Apart from hot cross buns on Good Friday, I don't think we had any particular food every Easter. Except various forms of chocolate, of course - the children at school would brag about how many eggs they'd received. Easter eggs don't seem to be as much of a thing over here, although chocolate certainly is.

My aunt sent us an Easter parcel with some Cadbury's mini eggs in it and they brought back a vivid memory of a cake my mother made one Easter. It had a bird's nest on top, made out of Shredded Wheat coated with chocolate, and a clutch of mini eggs in the middle.

I don't have any Shredded Wheat, but I did have some chow mein noodles which I thought might work just as well. I melted a bar of 85% chocolate with about 50g of butter and a tablespoon or two of honey, then stirred in the noodles, breaking them up a bit. I used my crumpet/egg rings as moulds for the nests (on a baking sheet covered with parchment paper) and piled the chocolate-covered noodles into them. 

I used the handle of a wooden spoon to make a bit of an indentation in the centre of each nest, then refrigerated them for a couple of hours until the chocolate had hardened, Then I removed the rings and put the mini eggs in the centre.

A perfect Easter dessert!

13 April 2014

Actual gardening!

We were promised rain today and my gardening plans were suitably modest - maybe sowing a few seeds in the greenhouse.

But instead, the day proved to be gloriously sunny and warm and for the first time in six months I was able to get some work done outside. The chickens seem to be enjoying being out again after months of unusual captivity.

I never bother to cut down the old asparagus ferns in the Fall because a) I'm lazy and b) I kid myself that they give the asparagus roots a bit of extra protection in the winter. But that means that I have to do it in the Spring and today seemed like the perfect opportunity, given the unexpected window of lovely weather and the disappearance of most of the lingering snow.

Here's the 'before' photo of one of the tyre/tire beds, bristling with dead ferns and tangled with quack grass:

And here's the 'after', when I'd pulled out the old ferns and dug out the weeds (which is relatively easy to do at this stage of the year, before the new spears start emerging):

The last stage in the process was to add a top-dressing of well-rotted chicken manure. This is the batch-before-last, probably the one I made in 2012. It's lovely now - all crumbly and soft and full of insect and (I presume) microbial life.

My rhubarb plant from 2008 is also in one of these tires and is just starting to produce buds.

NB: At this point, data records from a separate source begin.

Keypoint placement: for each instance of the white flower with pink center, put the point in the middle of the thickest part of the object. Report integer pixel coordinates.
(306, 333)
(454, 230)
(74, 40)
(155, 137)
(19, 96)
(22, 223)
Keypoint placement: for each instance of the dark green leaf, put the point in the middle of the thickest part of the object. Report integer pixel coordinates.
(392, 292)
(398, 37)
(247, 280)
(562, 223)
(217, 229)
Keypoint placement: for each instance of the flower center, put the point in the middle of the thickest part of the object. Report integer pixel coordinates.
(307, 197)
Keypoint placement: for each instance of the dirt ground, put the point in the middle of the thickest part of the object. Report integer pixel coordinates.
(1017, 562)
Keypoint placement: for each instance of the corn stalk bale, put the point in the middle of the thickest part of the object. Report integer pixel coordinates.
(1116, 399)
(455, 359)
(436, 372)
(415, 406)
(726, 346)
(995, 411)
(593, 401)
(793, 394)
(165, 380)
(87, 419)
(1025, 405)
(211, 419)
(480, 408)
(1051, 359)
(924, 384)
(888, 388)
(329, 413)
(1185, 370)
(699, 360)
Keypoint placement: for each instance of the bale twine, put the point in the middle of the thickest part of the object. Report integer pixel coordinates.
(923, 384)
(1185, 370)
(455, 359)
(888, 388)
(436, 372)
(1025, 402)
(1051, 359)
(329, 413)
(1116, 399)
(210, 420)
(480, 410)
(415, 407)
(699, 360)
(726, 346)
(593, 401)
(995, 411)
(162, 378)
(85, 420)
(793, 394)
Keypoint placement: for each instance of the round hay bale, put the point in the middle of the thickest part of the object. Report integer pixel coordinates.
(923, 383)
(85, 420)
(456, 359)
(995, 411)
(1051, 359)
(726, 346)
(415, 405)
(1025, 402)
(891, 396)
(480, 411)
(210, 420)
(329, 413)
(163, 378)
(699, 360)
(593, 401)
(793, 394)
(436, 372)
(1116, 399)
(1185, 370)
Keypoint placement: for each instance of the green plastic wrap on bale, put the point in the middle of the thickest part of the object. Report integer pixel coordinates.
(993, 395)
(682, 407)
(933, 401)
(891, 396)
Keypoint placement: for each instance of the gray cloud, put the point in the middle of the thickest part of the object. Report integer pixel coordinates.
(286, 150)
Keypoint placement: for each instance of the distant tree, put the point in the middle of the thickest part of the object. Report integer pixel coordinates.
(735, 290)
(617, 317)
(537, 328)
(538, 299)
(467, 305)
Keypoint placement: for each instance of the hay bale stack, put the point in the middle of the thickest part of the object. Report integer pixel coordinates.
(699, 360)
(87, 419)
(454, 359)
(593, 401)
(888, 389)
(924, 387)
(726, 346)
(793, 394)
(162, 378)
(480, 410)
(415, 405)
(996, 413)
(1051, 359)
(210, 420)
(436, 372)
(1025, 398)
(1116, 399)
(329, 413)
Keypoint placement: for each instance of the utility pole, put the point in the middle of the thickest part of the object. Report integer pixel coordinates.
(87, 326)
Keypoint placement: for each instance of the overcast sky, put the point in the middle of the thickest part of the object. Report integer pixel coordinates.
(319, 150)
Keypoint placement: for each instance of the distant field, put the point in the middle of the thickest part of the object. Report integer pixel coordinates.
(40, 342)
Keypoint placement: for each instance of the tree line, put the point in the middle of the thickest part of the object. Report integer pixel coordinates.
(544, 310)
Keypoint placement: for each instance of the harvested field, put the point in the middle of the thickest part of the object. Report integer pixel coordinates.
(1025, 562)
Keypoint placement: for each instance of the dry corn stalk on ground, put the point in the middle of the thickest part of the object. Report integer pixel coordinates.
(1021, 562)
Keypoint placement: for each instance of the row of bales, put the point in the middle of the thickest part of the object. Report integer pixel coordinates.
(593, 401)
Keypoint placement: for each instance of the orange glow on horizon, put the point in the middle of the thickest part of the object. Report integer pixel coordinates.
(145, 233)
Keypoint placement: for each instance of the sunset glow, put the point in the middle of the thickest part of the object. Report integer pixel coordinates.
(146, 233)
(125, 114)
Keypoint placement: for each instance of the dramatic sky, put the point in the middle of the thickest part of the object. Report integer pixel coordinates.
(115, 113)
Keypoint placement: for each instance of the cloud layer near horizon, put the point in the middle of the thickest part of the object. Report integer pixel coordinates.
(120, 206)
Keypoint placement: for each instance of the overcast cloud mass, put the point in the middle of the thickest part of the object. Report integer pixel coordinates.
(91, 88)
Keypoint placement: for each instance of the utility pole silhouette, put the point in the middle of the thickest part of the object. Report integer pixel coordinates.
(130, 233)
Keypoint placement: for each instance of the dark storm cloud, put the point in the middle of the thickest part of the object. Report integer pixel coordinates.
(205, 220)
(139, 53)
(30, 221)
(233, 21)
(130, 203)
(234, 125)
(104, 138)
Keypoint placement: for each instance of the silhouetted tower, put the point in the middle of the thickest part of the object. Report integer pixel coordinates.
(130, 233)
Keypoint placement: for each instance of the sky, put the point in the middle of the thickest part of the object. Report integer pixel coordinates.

I dug it up, split it in two and replanted half in the old tire and half in a spare one where one of the other original rhubarb plants hadn't survived. They got a shovelful of chicken-litter-compost over them, too.

By the end of all that I was exhausted and extremely warm. I'd almost forgotten what it felt like to feel hot outside!

06 April 2014

You missed a bit

 The snow is melting away in a sometimes unpredictable manner. Lumps are left behind here and there, like a man who hasn't quite rinsed off all the shaving foam from his face.

The gate is finally clear of snow, although the lake you can glimpse in the distance is still frozen.

In places, the remains of the snow drifts create artistic cliffs above the fast-flowing meltwater.

Usually there are huge sheets of ice at this time of year, but all the snow has stopped much from forming around the stream this winter. It's certainly been an interesting season, but I'm not sorry to be seeing it leave!

01 April 2014

Yellow daffodils

Yellow in the 'we've been deprived of sunshine until yesterday' sense, that is. These miniature daffodils have become my springometer over the last few years. The snow which had been covering them finally melted yesterday (don't worry, there's still plenty everywhere else!). On April 2nd last year these daffodils were about the same size, but a bit greener:

And last year set a record for us in lateness of flowering for them. 2014 looks like it might top that! The average temperature in this area for March is -1°C (30°F). This year we've had an average of -5°C (23°F).

But, hey, I can finally see the daffodils, so at least things are improving!